SINGAPORE: The Securities Investors Association Singapore (SIAS) has said it is “seriously concerned” about the “lack of finality” on Utico’s offer for home-grown water treatment firm Hyflux, with the Middle Eastern investor repeatedly introducing changes to the deal at the last minute.
A press statement issued by SIAS chief David Gerald on Wednesday (Nov 20) read: “SIAS is concerned that while Hyflux, together with the various creditor groups, have been working within the timelines as required by the court to try and work out a deal acceptable to everyone, some deal changes have been repeatedly introduced at the eleventh hour by the investor.”
The investor advocacy group added that it hopes a deal – an outcome which would benefit many stakeholders, including retail investors – would not be scuttled by “such strategies designed to achieve advantages for one party only”.
“SIAS urges all parties, including the investor to continue negotiations with a view to achieve a commercially acceptable outcome for all stakeholders involved including in particular, the holders of the perpetual securities and preference shares.”
CNA has reached out to Utico for comments.

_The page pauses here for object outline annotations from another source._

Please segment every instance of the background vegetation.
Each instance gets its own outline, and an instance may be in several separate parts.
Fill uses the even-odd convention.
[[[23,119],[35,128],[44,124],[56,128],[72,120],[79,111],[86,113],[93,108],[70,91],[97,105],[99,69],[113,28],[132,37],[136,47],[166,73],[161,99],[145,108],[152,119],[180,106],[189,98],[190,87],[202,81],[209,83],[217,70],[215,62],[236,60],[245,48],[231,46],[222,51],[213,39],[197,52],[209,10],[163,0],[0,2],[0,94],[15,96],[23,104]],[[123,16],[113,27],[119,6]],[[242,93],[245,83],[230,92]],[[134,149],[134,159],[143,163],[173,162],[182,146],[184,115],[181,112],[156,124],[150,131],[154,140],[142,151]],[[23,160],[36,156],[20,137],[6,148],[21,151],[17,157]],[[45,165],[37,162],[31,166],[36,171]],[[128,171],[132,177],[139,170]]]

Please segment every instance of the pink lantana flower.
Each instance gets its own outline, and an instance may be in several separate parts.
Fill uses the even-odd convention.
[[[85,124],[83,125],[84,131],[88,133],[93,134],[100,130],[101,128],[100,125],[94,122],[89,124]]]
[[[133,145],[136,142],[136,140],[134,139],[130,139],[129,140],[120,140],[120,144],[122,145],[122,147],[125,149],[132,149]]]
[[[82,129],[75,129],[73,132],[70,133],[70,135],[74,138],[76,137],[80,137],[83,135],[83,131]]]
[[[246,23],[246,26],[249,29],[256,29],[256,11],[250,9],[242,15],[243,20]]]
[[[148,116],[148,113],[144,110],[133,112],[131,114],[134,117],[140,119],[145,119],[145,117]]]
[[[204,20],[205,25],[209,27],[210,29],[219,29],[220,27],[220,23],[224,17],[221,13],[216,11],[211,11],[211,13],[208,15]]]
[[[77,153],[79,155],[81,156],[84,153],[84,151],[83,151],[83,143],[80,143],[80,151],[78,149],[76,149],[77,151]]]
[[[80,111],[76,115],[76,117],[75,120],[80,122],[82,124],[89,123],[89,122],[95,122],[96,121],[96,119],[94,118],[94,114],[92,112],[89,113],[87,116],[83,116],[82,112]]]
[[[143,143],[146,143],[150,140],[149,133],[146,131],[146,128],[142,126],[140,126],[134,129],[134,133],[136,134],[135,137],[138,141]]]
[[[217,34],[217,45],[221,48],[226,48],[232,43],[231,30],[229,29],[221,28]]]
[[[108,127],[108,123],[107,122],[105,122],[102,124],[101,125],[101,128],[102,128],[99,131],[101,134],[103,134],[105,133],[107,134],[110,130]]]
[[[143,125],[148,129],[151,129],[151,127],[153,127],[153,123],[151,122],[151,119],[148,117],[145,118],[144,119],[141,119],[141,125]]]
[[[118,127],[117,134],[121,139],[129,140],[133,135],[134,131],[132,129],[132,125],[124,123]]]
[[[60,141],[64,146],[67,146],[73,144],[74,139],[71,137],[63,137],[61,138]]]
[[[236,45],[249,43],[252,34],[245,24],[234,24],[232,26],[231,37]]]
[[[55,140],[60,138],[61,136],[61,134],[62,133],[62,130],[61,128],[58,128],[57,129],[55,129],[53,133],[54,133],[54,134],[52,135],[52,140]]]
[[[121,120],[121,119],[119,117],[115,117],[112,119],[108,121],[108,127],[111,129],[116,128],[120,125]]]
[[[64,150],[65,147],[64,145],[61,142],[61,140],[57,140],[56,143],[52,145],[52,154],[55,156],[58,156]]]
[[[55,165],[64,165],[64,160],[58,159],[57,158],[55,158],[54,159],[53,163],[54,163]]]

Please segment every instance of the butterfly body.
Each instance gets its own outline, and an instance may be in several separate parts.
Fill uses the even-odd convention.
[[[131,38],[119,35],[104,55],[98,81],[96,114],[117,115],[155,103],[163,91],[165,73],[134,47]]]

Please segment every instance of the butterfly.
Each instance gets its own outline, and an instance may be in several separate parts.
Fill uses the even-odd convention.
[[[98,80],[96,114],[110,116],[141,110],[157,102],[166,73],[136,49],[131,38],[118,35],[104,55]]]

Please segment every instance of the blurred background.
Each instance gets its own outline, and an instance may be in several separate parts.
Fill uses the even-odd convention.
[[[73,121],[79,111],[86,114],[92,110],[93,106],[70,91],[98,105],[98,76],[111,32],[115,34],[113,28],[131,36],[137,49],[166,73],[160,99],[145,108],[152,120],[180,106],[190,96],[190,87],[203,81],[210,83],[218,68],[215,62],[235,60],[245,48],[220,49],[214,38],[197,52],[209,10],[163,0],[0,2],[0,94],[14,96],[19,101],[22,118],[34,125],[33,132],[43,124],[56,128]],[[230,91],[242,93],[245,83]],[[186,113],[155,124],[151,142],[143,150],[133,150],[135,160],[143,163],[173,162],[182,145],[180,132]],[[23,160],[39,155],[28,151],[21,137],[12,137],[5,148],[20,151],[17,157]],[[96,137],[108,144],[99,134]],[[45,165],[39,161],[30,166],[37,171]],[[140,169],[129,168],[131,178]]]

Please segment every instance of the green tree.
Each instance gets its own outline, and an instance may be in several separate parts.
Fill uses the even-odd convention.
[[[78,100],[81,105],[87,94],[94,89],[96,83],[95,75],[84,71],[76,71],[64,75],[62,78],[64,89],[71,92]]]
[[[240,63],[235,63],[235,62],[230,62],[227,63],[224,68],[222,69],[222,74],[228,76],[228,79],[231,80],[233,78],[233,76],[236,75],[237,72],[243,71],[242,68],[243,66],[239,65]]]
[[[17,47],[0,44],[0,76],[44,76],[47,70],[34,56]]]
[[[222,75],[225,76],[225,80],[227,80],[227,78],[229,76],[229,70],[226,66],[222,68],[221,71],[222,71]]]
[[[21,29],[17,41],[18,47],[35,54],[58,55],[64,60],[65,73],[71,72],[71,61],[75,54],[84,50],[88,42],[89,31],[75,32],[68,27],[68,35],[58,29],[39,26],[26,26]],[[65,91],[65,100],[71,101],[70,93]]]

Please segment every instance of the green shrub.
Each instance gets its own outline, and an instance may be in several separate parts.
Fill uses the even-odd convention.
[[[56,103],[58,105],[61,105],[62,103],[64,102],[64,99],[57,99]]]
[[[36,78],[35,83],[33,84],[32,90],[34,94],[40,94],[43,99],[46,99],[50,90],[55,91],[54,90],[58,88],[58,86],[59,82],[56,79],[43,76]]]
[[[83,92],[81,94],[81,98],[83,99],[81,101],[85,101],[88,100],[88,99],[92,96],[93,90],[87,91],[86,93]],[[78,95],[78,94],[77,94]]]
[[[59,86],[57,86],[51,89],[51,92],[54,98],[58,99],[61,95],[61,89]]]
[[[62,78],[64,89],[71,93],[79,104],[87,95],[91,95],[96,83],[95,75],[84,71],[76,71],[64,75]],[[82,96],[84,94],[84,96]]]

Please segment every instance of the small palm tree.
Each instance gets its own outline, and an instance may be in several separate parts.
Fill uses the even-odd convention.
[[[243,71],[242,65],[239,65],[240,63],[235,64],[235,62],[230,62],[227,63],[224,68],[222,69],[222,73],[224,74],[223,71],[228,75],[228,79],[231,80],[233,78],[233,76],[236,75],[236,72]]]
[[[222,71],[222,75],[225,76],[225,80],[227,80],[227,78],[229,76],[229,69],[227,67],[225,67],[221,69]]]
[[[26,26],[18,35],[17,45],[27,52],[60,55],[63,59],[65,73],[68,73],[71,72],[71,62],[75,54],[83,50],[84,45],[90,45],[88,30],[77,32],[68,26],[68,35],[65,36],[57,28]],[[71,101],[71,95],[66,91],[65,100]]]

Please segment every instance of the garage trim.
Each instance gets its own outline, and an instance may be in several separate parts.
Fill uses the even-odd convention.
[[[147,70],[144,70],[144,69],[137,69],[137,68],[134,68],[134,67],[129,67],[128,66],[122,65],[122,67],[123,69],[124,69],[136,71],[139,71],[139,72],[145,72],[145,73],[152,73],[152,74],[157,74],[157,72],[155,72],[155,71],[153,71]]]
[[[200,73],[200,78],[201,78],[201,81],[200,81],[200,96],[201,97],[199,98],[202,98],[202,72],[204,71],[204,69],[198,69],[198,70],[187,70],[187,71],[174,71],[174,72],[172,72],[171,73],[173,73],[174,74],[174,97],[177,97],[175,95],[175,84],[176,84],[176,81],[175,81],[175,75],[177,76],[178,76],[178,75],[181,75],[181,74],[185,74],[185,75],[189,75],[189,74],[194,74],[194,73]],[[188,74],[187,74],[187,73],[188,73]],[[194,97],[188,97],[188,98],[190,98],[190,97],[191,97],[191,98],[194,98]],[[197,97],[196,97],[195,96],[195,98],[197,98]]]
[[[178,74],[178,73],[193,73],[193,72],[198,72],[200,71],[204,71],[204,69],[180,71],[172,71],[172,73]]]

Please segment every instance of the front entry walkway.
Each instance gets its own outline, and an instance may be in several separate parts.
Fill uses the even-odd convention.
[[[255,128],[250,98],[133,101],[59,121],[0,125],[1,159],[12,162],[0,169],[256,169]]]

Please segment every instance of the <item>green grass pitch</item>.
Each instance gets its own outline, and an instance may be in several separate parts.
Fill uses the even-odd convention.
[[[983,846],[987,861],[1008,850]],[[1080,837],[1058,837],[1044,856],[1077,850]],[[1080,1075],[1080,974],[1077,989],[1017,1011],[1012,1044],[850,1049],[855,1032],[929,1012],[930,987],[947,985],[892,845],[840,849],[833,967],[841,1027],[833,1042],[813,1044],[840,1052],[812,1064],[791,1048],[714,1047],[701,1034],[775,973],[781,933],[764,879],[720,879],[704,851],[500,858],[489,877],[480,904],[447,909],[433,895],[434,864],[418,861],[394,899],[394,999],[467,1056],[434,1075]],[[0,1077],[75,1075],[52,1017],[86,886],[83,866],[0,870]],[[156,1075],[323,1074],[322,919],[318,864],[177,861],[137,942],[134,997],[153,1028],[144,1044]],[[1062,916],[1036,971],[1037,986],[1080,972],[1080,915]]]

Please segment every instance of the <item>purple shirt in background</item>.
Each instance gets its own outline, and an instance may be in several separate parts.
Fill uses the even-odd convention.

READ: From making waves to drowning in red ink: Hyflux, Tuaspring and how a business giant came undone
The United Arab Emirates utility firm has said in July that it is willing to take an 88 per cent stake in Hyflux through S$300 million in equity injection as well as a S$100 million shareholder loan.
It also intends to offer the cash equivalent of a 4 per cent stake in the enlarged Utico group, plus additional cash to the holders of preference shares and perpetual securities.
Both parties have been in talks since and despite repeated deadlines issued by Utico, a definitive agreement has not been signed.
READ: Hyflux, Utico still in negotiations to ink a definitive restructuring agreement: Hyflux lawyer
Hyflux's lawyer told the High Court earlier this month that some of the terms in the agreement are not “commercially acceptable” to the firm and its stakeholders.
The fallen water treatment giant, whose restructuring journey has been marked by several twists and turns thus far, has court protection from its creditors until Dec 2.
A High Court hearing has been scheduled on Nov 29 to consider any further applications or extensions of the debt moratorium.